At the same time, the U.S. House of Representatives is considering HR 9495, which would allow the Administration to unilaterally strip tax-exempt status from organizations that “support terrorism.” Similar language appears in new student loan forgiveness rules for employees of nonprofit organizations. As the U.S. government has designated Hamas an official terrorist organization, these policies could serve as a pretense for retaliation against nonprofits that express solidarity with Palestinians.

These threats to psychology’s institutions are real. Many organizations have opted to keep their heads down, or, at the very least, adopted a higher level of risk aversion with the hope of simply surviving the next four years. But institutional survival is not the same as institutional relevance. At the same time, it’s hard to stay relevant if you no longer exist.

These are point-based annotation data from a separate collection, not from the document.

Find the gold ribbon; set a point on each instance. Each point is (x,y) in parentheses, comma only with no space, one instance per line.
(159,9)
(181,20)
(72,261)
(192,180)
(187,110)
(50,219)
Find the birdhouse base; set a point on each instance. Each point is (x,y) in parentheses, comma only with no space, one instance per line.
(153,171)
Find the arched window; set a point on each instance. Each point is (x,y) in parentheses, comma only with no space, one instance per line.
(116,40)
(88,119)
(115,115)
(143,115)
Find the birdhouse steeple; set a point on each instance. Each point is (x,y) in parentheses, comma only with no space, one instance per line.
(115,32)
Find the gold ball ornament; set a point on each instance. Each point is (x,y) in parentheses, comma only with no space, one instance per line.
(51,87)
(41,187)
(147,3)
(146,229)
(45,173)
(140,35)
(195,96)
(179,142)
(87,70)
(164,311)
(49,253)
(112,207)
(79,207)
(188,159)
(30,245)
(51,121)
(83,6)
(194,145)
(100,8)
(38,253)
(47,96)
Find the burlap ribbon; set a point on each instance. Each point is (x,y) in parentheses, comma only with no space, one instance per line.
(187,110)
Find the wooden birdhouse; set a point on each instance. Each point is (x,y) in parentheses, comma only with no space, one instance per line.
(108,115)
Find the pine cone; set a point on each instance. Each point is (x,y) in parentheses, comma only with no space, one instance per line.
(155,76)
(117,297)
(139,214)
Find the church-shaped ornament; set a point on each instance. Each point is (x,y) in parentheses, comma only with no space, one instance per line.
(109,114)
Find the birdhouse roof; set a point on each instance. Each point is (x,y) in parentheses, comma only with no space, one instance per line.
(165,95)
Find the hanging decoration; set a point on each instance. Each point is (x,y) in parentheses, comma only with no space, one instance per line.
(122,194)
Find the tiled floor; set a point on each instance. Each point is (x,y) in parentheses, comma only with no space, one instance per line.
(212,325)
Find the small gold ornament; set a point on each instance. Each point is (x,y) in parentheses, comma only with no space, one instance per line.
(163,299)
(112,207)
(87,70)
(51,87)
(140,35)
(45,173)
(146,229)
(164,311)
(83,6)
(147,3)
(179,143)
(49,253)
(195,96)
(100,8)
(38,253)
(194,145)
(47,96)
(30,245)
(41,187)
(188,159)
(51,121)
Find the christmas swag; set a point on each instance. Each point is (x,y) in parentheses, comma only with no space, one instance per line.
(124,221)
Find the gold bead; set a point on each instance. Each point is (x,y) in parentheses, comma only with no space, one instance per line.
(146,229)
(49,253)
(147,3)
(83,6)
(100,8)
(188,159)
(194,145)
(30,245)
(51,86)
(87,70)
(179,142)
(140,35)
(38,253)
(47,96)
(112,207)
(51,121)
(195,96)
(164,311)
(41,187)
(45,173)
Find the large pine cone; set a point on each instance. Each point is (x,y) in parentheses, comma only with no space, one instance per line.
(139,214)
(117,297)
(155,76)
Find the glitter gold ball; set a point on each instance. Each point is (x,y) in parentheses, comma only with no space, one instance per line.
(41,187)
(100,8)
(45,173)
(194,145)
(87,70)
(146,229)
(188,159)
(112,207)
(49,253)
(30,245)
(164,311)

How, then, should the work of social justice-oriented psychology continue in an environment of institutional inertia? Perhaps public psychology, the practice of “giving psychology away,” can offer a strategy. Public psychology is not just a mode of outreach; it’s a form of resistance, challenging the assumption that scholarship must remain neutral, apolitical, or confined to peer-reviewed journals and classrooms. It asks psychology to confront injustice directly through public education, policy advocacy, community partnerships, and the amplification of marginalized voices.

At SPSSI’s upcoming summer conference, we will grapple with what it means to do socially engaged public psychology in a moment when many of institutional homes are under threat. We’ll discuss what it looks like to act publicly and ethically when trusted frameworks are being dismantled or repurpose and how can social scientists remain relevant as both observers and participants in social change. We’re unlikely to find easy answers, but at a time of great uncertainty, even clarifying the questions is a step in the right direction.

I look forward to connecting with you all in Portland as we come together to share new research, take stock of the current moment, and chart a course for the years ahead.